The McCosh Lecture: The idea of a university
Wed 17 May 2023, 14:00 - 16:00
- Accessibility
- Accessible parking
- Wheelchair accessible venue

- Venue
- Queen’s University Belfast – Lanyon Building, Canada Room & Council Chamber
- Price
- Free
Event ended
Professor David Livingstone FBA of Queen’s University Belfast, 'James McCosh and the Idea of a University'.
When James McCosh left Queen’s College Belfast in 1868, it was to take up the Presidency of the College of New Jersey in the United States. There he transformed the College into one of the world’s leading institutions of higher learning – Princeton University. In an era of religious revival, Darwinian evolutionism and the professionalisation of science, McCosh navigated his own distinctive path through the challenges of a rapidly changing intellectual culture drawing on his earlier experience in Belfast. In this lecture, we revisit McCosh’s educational philosophy and its religious underpinnings, and pause to consider what relevance, if any, it has to current debates about the nature and purpose of the modern university.
Biography
David N. Livingstone is Professor Emeritus of Geography and Intellectual History at Queen’s University Belfast. Amongst his many academic distinctions, he is Fellow of the British Academy and Member of the Royal Irish Academy. In 2002 he was awarded an OBE for his services to Geography and History, and in 2019 a CBE for services to scholarship in Geography, History of Science and Intellectual History. He is author of numerous books, including, The Geographical Tradition (1992), Putting Science in its Place (2003), Adam's Ancestors (2008), and Dealing with Darwin (2014). He has recently completed a monograph entitled The Empire of Climate: Explorations in the History of an Idea.
About the McCosh Lecture at Queen’s University Belfast
This Lecture, originally the Annual Religious Studies Lecture, is named in honour of James McCosh (1811-1894) who was appointed to the Chair of Logic and Metaphysics at Queen’s University in 1850 shortly after the establishment of the University. In 1868 he left Ireland to become President of Princeton University. His sphere of influence was extensive, not only as a leading moral philosopher and educationalist, but as a pioneer of modern psychology and as a prominent advocate for the reconciliation of evolution and religion.
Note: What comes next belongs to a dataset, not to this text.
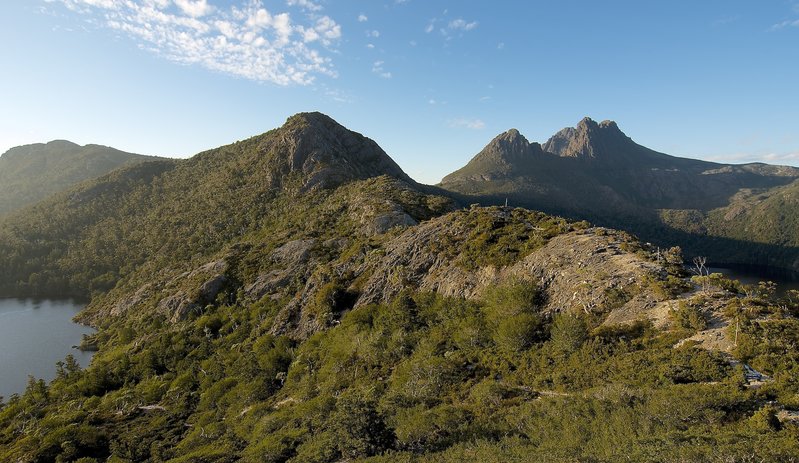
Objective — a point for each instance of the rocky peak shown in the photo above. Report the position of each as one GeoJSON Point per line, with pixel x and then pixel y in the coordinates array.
{"type": "Point", "coordinates": [324, 154]}
{"type": "Point", "coordinates": [509, 148]}
{"type": "Point", "coordinates": [589, 140]}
Reflecting McCosh’s wide interests, the Lecture, delivered annually at QUB since 2011, is in the field of Religious Studies broadly conceived. Previous lecturers have included climate scientist Mike Hulme (Tyndall Centre for Climate Change, University of East Anglia), Mona Siddiqui, professor of Islamic and Interreligious Studies (University of Edinburgh), the American novelist and essayist Marilynne Robinson, and former British Academy Vice President Sir Diarmaid MacCulloch and former British Academy President Baroness Onora O’Neill.
Lecture 2pm to 3pm, followed by light refreshments until 4pm.